Ugo Cappellacci, presidente della Regione Sardegna
Il governatore della Sardegna Ugo Cappellacci non smette di stupire.
Da quando ha assunto la guida del governo regionale ha impostato la sua azione fuori dai soliti schemi, inizialmente facendo sorgere qualche dubbio tra chi gli stava vicino. Quando si muove, infatti, non sembra preoccuparsi di cercare il consenso dei partiti che lo sostengono. Piuttosto, si muove con decisione per trovare soluzioni capaci di risollevare le sorti della Sardegna.
Se si tratta di questioni istituzionali legate alla rivendicazione dell'autonomia regionale, non lo fa per rimarcare un superato e inefficace "autonomismo", quanto per ribadire di fronte al governo nazionale un diritto costituzionale inalienabile, con una forza che i suoi predecessori nemmeno si sognavano, salvo lamentarsi inutilmente con la stampa locale. A Roma, invece, lui tiene testa a ministri e dirigenti statali con dignità e convinzione.
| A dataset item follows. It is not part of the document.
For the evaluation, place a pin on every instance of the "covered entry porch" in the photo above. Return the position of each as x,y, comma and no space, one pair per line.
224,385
Di fronte alla grave crisi dell'industria e dell'economia sarde in generale, non ha esitato ad affrontare a muso duro Berlusconi e Monti. Vuole e pretende un nuovo rapporto con il governo nazionale, chiede senza petulare, dimostra con dati e cifre alla mano che la Regione deve avere ciò che le leggi le riconoscono. Spesso riesce a portare a casa il risultato. Inoltre, nessuno come lui è stato capace di girare in lungo e in largo l'isola, andando ad ascoltare le ragioni e le lamentele di tutti, per farsi un quadro diretto, anziché leggerlo dai giornali, come prima facevano i governatori.
Ha stupito anche in occasione del congresso provinciale cagliaritano del Pdl. Pochi si aspettavano che vi facesse capolino. Invece è andato dritto al microfono e ha parlato con tono fermo e dignitoso, sollevando un convinto applauso generale. Chiarito che la sua "casa" è e rimane il Pdl, ha dato una lezione a tutti, dicendo che quando si va a chiedere qualcosa di giusto bisogna avere il coraggio di essere "insolenti".
Come dire che una cosa è il rispetto per gli interlocutori, altra cosa è essere remissivi, timorosi e pronti a chinare la testa di fronte allo sbadiglio di ministri e alti burocrati.